Immunization with amyloid beta-peptide (Abeta) as a novel treatment for Alzheimer’s disease (AD)

Immunization with amyloid beta-peptide (Abeta) has been proposed as a novel treatment for Alzheimer’s disease (AD). Experimental models and human clinical trials have shown that Abeta accumulation in the brain, a key feature of the disease, can be reversed by immunotherapy.
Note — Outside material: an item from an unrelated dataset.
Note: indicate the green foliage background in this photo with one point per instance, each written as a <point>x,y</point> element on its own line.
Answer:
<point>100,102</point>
However, the precise mechanism by
which the activated immune system removes Abeta and the consequences this has on the brain are as yet unclear. Furthermore, some patients developed meningoencephalitis, halting the clinical trials. Access to post mortem brain tissue from patients in the first trial of Abeta immunotherapy puts me in a unique position to address important questions. I aim to clarify: (i) the mechanism of plaque removal (ii) whether plaque removal can take place without a severe and unacceptable meningoencephalitis and (iii) the consequences of Abeta removal on other features of AD pathology such as tau pathology, synaptic loss and cerebral amyloid angiopathy. Post-mortem brain tissues from 5 immunized patients are already available with their clinical data. Twenty additional immunized patients have given ante-mortem consent to post-mortem neuropathological examinations and 20 unimmunized AD controls from the Neuropathology archive, Southampton General Hospital, will be used as controls. The specific questions will be addressed using immunohistological techniques with sections of frontal and temporal lobes (usually severely affected in unimmunized AD). The midbrain will also be included in this study as a region relatively unaffected by Abeta pathology to assess whether the cerebral inflammation is localised to the vicinity of plaque-containing areas or whether it is a global event throughout the brain. In addition, within the immunized cases, areas devoid of plaques will be compared with areas containing residual plaques. All immunostaining will be assessed by computerized image analysis and multilabel confocal microscopy when appropriate. This information from the first human trial is important in order to inform the second generation of trials of Abeta immunotherapy in AD which are currently being planned or are already underway.